Kowsar Ibna, Rabbani Shourav B, Samad Manar D
Department of Computer Science, Tennessee State University, Nashville, TN, United States.
Proc (IEEE Int Conf Healthc Inform). 2024 Jun;2024:177-182. doi: 10.1109/ichi61247.2024.00030. Epub 2024 Aug 22.
The imputation of missing values (IMV) in electronic health records tabular data is crucial to enable machine learning for patient-specific predictive modeling. While IMV methods are developed in biostatistics and recently in machine learning, deep learning-based solutions have shown limited success in learning tabular data. This paper proposes a novel attention-based missing value imputation framework that learns to reconstruct data with missing values leveraging between-feature (self-attention) or between-sample attentions. We adopt data manipulation methods used in contrastive learning to improve the generalization of the trained imputation model. The proposed self-attention imputation method outperforms state-of-the-art statistical and machine learning-based (decision-tree) imputation methods, reducing the normalized root mean squared error by 18.4% to 74.7% on five tabular data sets and 52.6% to 82.6% on two electronic health records data sets. The proposed attention-based missing value imputation method shows superior performance across a wide range of missingness (10% to 50%) when the values are missing completely at random.

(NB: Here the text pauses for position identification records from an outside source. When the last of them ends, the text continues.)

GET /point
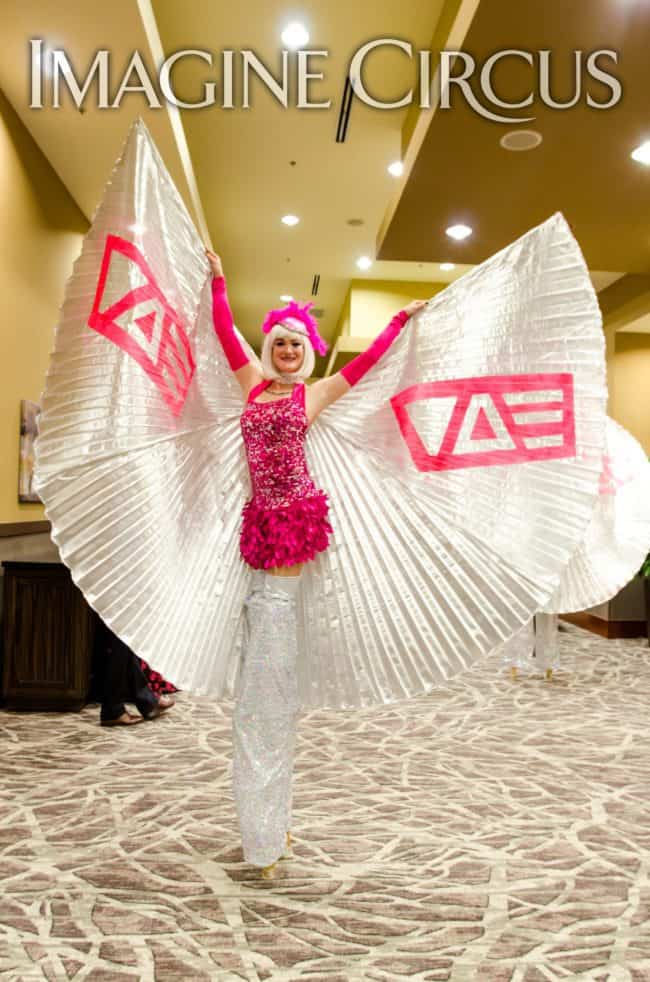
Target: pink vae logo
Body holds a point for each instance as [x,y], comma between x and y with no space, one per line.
[160,345]
[487,420]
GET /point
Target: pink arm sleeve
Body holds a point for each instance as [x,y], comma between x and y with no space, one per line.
[357,368]
[224,327]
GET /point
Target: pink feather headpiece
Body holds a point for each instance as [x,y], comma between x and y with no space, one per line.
[296,312]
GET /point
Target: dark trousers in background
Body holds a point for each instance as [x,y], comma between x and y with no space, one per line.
[119,677]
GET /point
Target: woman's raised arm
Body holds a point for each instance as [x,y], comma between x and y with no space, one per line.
[245,373]
[323,393]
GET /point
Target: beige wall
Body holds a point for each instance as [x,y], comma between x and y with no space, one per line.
[42,231]
[629,369]
[374,302]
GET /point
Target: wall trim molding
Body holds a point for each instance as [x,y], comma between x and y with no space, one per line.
[607,629]
[8,529]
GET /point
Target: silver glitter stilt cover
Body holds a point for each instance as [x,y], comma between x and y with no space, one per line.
[462,470]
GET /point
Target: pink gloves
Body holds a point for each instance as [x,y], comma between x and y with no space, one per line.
[357,368]
[224,327]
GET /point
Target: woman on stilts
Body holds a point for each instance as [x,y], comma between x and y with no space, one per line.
[284,525]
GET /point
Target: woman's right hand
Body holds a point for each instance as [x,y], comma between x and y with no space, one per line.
[215,263]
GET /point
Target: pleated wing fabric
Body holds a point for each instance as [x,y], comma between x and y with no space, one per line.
[139,457]
[461,472]
[617,539]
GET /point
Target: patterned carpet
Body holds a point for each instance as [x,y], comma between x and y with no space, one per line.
[498,830]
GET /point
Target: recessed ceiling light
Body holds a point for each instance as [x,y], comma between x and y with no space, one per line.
[519,140]
[642,153]
[459,232]
[295,35]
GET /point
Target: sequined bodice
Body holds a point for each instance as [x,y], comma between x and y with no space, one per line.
[274,437]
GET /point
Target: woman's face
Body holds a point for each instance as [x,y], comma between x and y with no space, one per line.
[287,354]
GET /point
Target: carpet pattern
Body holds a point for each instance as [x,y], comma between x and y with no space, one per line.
[496,830]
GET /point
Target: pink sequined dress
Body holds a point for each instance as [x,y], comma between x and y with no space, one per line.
[285,521]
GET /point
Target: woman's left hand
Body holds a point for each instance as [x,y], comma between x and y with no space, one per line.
[414,306]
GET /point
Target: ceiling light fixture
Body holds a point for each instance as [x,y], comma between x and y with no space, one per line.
[642,154]
[520,140]
[459,232]
[295,35]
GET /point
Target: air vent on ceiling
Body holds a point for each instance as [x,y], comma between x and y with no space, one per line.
[344,112]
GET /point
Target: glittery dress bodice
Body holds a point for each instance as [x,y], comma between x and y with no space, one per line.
[274,438]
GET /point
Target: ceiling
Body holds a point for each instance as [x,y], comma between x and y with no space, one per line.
[240,170]
[460,172]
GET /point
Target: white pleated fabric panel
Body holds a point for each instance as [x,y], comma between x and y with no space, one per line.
[617,539]
[425,572]
[145,505]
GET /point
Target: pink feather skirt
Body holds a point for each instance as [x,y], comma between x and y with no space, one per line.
[286,535]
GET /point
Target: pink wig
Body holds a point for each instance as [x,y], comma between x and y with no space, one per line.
[297,313]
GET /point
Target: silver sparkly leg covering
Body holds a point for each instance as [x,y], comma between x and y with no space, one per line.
[264,719]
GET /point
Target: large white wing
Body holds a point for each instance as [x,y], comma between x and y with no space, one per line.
[141,466]
[617,539]
[139,459]
[462,473]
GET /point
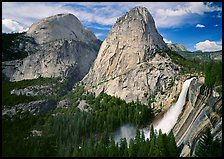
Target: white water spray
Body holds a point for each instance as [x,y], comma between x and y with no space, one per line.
[166,123]
[169,119]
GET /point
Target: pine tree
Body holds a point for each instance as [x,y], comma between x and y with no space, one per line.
[171,145]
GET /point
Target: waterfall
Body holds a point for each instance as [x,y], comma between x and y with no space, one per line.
[166,123]
[170,117]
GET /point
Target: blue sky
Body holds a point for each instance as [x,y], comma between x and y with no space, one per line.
[197,25]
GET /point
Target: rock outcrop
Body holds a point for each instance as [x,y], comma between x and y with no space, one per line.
[128,63]
[65,49]
[202,110]
[177,47]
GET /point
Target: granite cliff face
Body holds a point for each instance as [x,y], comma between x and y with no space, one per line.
[128,63]
[202,110]
[64,49]
[176,47]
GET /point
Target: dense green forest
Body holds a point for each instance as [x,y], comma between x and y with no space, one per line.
[71,132]
[212,70]
[12,99]
[208,146]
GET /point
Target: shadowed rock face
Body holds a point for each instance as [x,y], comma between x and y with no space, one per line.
[127,64]
[202,110]
[177,47]
[65,48]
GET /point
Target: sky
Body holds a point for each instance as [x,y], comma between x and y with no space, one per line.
[196,25]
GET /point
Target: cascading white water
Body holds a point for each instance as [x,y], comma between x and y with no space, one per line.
[170,117]
[166,123]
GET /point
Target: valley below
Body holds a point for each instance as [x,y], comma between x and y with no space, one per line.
[68,94]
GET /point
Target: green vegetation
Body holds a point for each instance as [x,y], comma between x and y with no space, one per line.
[65,130]
[208,147]
[145,94]
[212,70]
[160,145]
[12,99]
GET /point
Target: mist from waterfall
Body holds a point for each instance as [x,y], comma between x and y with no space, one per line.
[166,123]
[169,119]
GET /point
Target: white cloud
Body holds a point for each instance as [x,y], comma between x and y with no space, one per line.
[9,26]
[166,14]
[167,41]
[208,46]
[199,26]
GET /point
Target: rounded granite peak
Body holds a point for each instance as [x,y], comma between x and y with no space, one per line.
[60,26]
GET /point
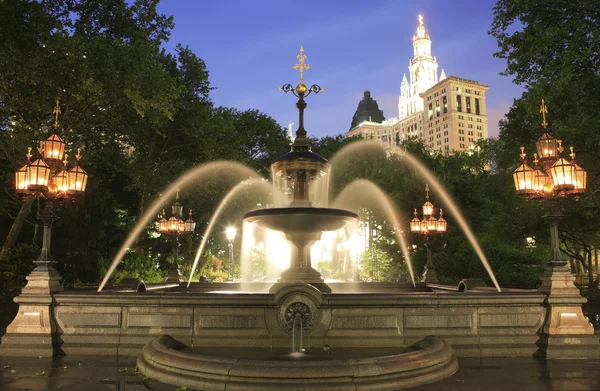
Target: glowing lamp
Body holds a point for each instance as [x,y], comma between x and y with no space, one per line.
[539,180]
[173,225]
[77,179]
[53,147]
[427,209]
[61,180]
[163,224]
[523,176]
[415,223]
[432,224]
[21,182]
[442,224]
[547,147]
[230,233]
[563,174]
[38,173]
[580,179]
[190,225]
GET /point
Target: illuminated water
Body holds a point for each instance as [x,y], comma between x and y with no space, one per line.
[364,193]
[190,177]
[349,150]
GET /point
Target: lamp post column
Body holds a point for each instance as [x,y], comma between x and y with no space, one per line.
[430,275]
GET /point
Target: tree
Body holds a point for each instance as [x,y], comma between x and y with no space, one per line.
[553,49]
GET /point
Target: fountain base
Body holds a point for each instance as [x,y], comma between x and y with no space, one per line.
[169,361]
[301,275]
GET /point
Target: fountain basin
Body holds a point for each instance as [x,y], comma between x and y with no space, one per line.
[169,361]
[301,219]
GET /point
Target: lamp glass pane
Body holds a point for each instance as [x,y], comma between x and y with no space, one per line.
[38,173]
[54,147]
[21,181]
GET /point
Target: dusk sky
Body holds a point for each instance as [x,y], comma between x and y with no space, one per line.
[250,47]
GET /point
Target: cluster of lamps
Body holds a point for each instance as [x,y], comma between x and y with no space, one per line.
[429,225]
[560,176]
[49,173]
[175,226]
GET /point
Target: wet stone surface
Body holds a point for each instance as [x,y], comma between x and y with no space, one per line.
[98,373]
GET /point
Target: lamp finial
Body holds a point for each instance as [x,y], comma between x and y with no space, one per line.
[544,111]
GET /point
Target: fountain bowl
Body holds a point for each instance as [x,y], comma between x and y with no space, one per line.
[301,219]
[169,361]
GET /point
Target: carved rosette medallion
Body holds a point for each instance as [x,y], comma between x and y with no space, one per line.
[298,304]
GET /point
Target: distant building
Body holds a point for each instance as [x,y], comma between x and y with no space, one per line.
[367,111]
[447,113]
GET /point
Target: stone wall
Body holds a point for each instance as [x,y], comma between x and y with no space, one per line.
[473,323]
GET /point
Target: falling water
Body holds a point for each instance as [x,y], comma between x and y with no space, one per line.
[191,176]
[359,193]
[297,334]
[256,184]
[437,187]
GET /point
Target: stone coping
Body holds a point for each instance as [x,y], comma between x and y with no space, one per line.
[169,361]
[242,299]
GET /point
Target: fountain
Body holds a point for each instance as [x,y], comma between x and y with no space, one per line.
[300,332]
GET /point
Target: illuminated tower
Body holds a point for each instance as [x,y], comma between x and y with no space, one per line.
[423,73]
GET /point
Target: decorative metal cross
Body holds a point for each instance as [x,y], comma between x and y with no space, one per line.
[56,113]
[301,66]
[544,111]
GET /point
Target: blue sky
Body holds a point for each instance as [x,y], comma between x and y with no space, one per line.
[250,47]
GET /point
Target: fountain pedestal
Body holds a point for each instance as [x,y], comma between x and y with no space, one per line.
[565,324]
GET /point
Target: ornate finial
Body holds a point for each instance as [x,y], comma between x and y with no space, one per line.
[544,111]
[56,113]
[523,154]
[301,66]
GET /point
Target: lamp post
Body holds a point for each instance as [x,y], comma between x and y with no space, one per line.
[559,178]
[175,227]
[49,178]
[230,233]
[428,228]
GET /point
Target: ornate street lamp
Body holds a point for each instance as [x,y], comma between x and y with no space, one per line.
[230,233]
[46,177]
[561,178]
[428,227]
[175,227]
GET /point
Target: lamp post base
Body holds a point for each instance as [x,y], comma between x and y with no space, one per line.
[430,276]
[33,331]
[565,325]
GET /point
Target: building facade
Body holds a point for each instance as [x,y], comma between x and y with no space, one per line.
[447,113]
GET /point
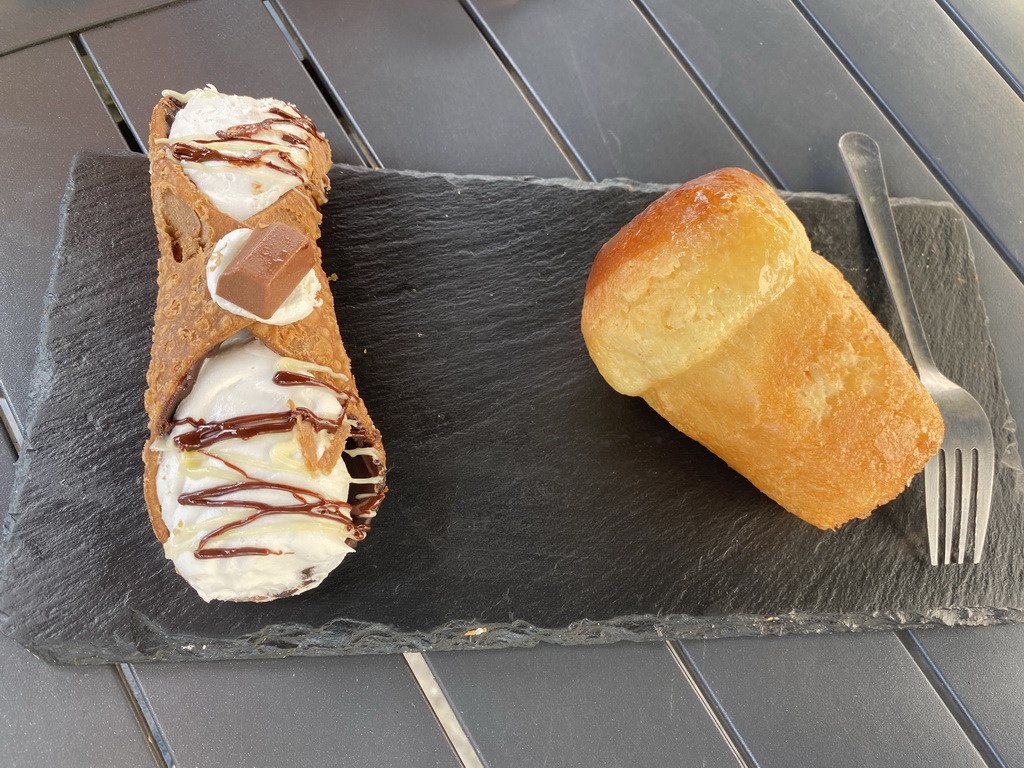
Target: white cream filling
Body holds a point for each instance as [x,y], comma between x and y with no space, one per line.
[240,192]
[299,303]
[238,380]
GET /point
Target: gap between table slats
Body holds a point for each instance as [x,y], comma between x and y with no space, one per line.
[982,46]
[967,209]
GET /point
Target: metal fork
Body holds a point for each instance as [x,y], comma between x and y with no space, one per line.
[958,478]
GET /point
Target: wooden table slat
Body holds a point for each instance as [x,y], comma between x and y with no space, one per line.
[140,56]
[354,711]
[597,706]
[985,667]
[611,85]
[59,716]
[997,29]
[948,98]
[846,700]
[438,99]
[25,24]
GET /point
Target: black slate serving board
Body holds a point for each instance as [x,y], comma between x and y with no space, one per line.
[527,498]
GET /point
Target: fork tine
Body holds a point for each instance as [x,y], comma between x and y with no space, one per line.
[932,505]
[947,502]
[965,462]
[986,469]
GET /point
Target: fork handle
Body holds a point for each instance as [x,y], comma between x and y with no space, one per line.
[863,163]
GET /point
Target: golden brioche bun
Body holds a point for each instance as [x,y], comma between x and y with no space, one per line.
[712,306]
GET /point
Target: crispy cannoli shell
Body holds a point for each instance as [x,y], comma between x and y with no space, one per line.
[188,325]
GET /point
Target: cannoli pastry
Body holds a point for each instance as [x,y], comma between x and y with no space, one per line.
[712,306]
[262,467]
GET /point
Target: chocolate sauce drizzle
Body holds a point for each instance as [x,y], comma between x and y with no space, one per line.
[243,427]
[307,503]
[196,151]
[294,379]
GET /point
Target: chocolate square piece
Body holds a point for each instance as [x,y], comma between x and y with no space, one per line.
[270,264]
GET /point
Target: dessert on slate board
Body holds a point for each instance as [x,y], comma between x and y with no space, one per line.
[712,306]
[262,468]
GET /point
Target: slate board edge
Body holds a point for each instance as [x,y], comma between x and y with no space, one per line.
[342,638]
[347,638]
[40,378]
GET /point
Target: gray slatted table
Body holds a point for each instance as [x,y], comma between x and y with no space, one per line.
[657,90]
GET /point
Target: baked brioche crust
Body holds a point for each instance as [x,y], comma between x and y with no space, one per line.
[806,394]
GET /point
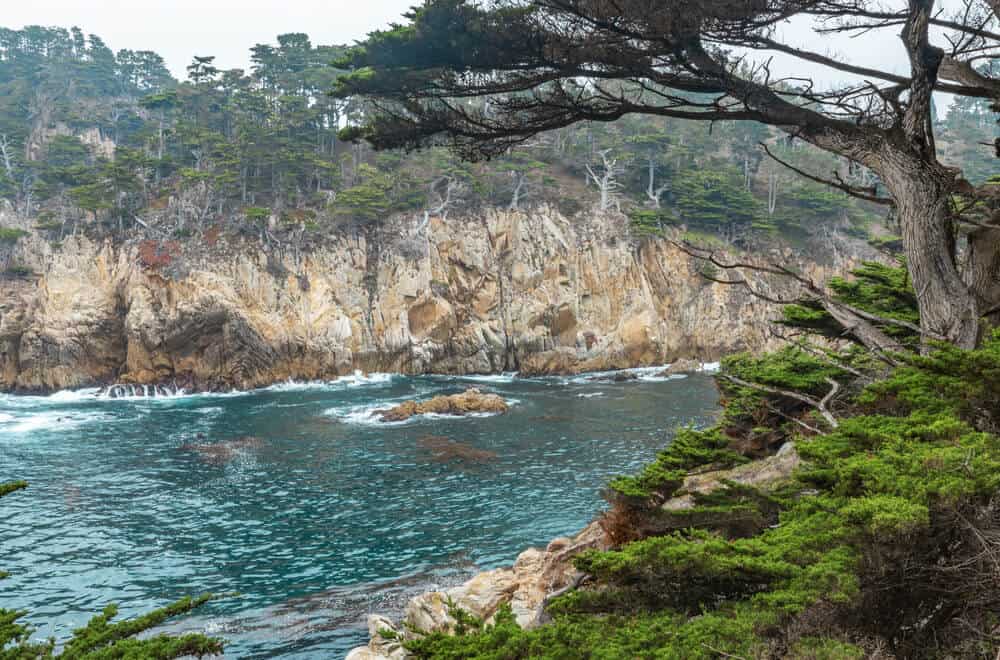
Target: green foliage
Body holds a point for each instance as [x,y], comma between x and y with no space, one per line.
[716,201]
[872,531]
[690,448]
[885,291]
[101,638]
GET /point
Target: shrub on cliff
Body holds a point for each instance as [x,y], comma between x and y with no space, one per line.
[101,638]
[883,543]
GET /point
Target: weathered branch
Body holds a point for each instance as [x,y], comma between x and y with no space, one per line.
[867,194]
[818,404]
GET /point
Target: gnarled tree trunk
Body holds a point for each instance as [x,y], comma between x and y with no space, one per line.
[948,308]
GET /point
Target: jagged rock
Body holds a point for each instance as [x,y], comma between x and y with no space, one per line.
[539,574]
[466,403]
[500,290]
[526,585]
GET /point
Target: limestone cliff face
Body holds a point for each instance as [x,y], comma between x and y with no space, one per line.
[531,291]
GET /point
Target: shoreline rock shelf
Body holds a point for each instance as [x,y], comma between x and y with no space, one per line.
[469,402]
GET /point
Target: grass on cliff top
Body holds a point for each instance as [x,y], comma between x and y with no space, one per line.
[885,542]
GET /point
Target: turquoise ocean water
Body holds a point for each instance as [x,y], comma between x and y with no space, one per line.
[297,500]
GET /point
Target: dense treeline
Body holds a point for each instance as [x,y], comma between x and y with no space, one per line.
[101,141]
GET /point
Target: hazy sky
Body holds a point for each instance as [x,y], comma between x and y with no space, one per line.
[180,29]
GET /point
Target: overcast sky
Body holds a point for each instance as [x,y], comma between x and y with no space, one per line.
[181,29]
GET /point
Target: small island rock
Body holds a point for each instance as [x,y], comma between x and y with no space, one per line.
[466,403]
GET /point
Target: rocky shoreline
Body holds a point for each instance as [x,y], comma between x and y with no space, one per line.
[540,574]
[533,292]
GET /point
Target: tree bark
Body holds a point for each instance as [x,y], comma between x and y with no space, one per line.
[923,196]
[982,272]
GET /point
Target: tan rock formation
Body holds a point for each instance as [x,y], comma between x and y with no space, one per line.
[469,402]
[529,291]
[539,574]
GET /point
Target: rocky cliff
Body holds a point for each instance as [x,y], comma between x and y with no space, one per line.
[529,291]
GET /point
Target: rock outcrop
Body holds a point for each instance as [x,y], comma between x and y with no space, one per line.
[539,574]
[498,291]
[469,402]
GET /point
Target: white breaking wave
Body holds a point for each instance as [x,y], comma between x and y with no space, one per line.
[643,374]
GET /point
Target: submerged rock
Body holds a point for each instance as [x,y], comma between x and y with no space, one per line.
[444,450]
[222,452]
[682,366]
[468,402]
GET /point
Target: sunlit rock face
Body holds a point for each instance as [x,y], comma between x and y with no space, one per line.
[531,291]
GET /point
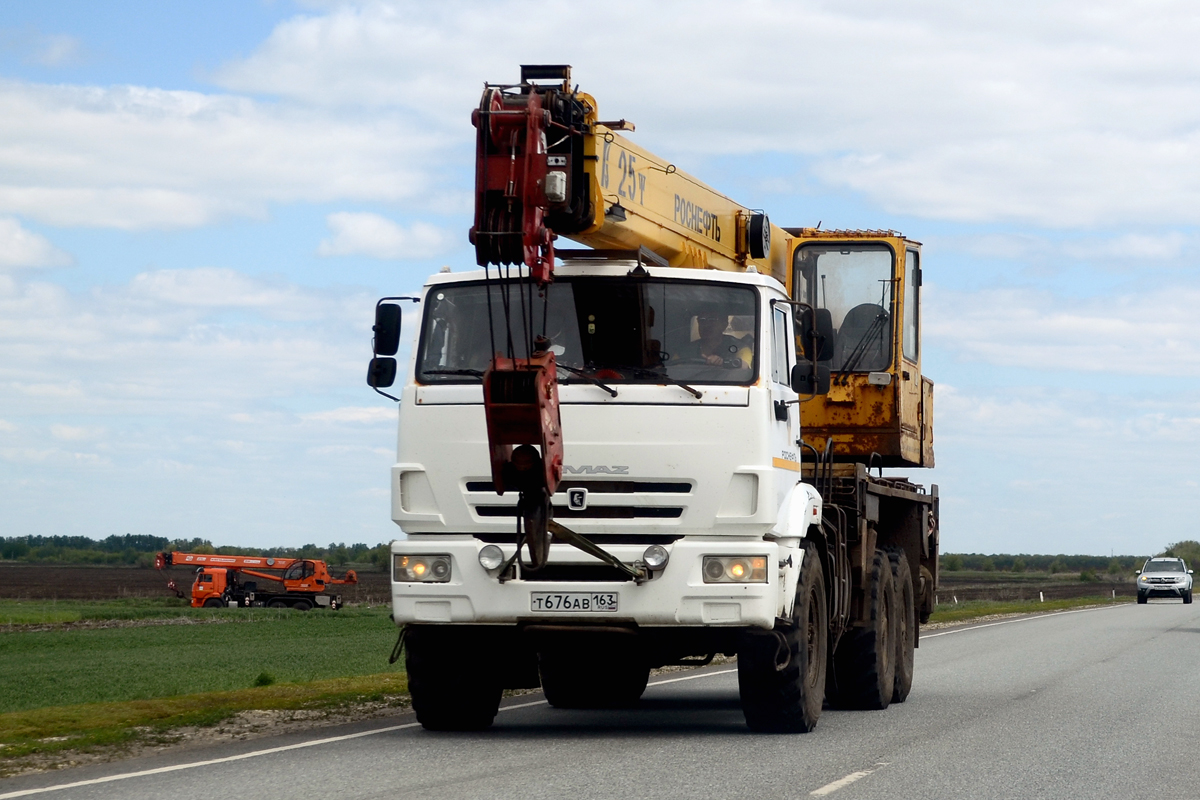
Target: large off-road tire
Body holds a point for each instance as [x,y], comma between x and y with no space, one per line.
[905,624]
[789,699]
[588,675]
[450,684]
[864,662]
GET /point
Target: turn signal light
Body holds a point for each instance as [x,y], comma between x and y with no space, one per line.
[421,569]
[735,569]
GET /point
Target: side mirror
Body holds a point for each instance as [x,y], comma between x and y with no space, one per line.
[387,330]
[807,380]
[382,372]
[822,342]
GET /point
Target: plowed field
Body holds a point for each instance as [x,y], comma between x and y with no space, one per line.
[48,582]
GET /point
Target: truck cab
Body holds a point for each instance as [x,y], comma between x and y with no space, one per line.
[681,426]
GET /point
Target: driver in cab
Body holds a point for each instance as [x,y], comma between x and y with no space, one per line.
[717,347]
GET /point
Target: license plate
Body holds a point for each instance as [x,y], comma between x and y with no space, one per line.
[573,601]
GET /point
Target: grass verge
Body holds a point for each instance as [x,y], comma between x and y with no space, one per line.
[95,725]
[75,663]
[976,608]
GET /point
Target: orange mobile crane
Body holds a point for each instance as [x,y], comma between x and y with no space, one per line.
[219,581]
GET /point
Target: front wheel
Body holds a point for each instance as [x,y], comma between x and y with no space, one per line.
[453,686]
[781,678]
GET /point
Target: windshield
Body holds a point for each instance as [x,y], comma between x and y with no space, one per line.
[616,330]
[855,283]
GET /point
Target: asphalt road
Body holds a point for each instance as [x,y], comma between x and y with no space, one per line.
[1081,704]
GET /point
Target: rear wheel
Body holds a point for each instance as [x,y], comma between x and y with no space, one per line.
[450,685]
[864,662]
[582,677]
[905,624]
[789,699]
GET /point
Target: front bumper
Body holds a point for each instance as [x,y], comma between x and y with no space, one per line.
[1163,590]
[676,596]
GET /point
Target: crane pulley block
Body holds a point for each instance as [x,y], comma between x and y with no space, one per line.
[521,404]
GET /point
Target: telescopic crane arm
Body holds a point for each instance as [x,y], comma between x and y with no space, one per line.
[546,166]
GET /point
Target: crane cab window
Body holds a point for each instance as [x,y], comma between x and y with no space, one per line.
[299,571]
[911,335]
[855,282]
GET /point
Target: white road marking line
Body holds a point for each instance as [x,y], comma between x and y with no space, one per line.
[175,768]
[1006,621]
[829,788]
[676,680]
[160,770]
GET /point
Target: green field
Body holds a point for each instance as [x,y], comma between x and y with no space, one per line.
[216,650]
[972,609]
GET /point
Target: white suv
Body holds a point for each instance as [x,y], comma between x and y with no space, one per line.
[1164,578]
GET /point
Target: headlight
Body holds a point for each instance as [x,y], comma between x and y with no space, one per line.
[421,569]
[735,569]
[491,558]
[655,557]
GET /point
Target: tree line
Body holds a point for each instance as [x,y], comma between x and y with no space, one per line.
[1188,551]
[138,549]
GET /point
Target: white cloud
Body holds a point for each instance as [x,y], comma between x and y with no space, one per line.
[75,433]
[22,247]
[370,234]
[1138,334]
[133,157]
[1065,115]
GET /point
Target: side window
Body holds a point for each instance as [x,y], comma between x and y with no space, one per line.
[911,306]
[781,342]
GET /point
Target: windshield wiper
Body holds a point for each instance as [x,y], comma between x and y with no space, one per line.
[477,373]
[591,379]
[473,373]
[642,372]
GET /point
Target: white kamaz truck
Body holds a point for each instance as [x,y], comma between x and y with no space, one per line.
[676,506]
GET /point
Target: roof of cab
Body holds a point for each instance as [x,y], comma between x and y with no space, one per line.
[617,268]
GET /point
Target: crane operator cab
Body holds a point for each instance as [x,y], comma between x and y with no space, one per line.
[879,409]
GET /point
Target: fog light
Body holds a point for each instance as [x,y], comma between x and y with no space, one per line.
[655,557]
[491,557]
[713,570]
[735,569]
[421,569]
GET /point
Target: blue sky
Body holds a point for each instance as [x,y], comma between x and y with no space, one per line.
[201,202]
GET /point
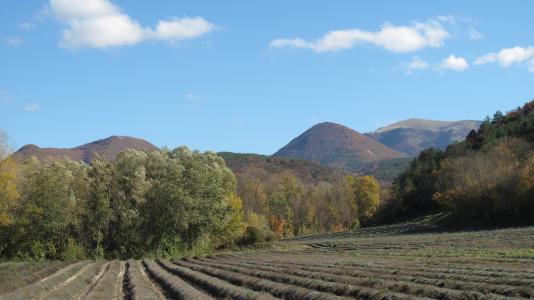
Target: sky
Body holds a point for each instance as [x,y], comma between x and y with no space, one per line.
[249,76]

电子健康记录表格数据中的缺失值插补(IMV)对于实现针对特定患者的预测建模的机器学习至关重要。虽然IMV方法是在生物统计学领域以及最近在机器学习领域中开发的,但基于深度学习的解决方案在学习表格数据方面取得的成功有限。本文提出了一种新颖的基于注意力的缺失值插补框架,该框架利用特征间(自注意力)或样本间注意力来学习重建带有缺失值的数据。我们采用对比学习中使用的数据处理方法来提高训练后的插补模型的泛化能力。所提出的自注意力插补方法优于基于统计和机器学习(决策树)的现有插补方法,在五个表格数据集上,将归一化均方根误差降低了18.4%至74.7%,在两个电子健康记录数据集上降低了52.6%至82.6%。当值完全随机缺失时,所提出的基于注意力的缺失值插补方法在广泛的缺失率范围(10%至50%)内表现出卓越的性能。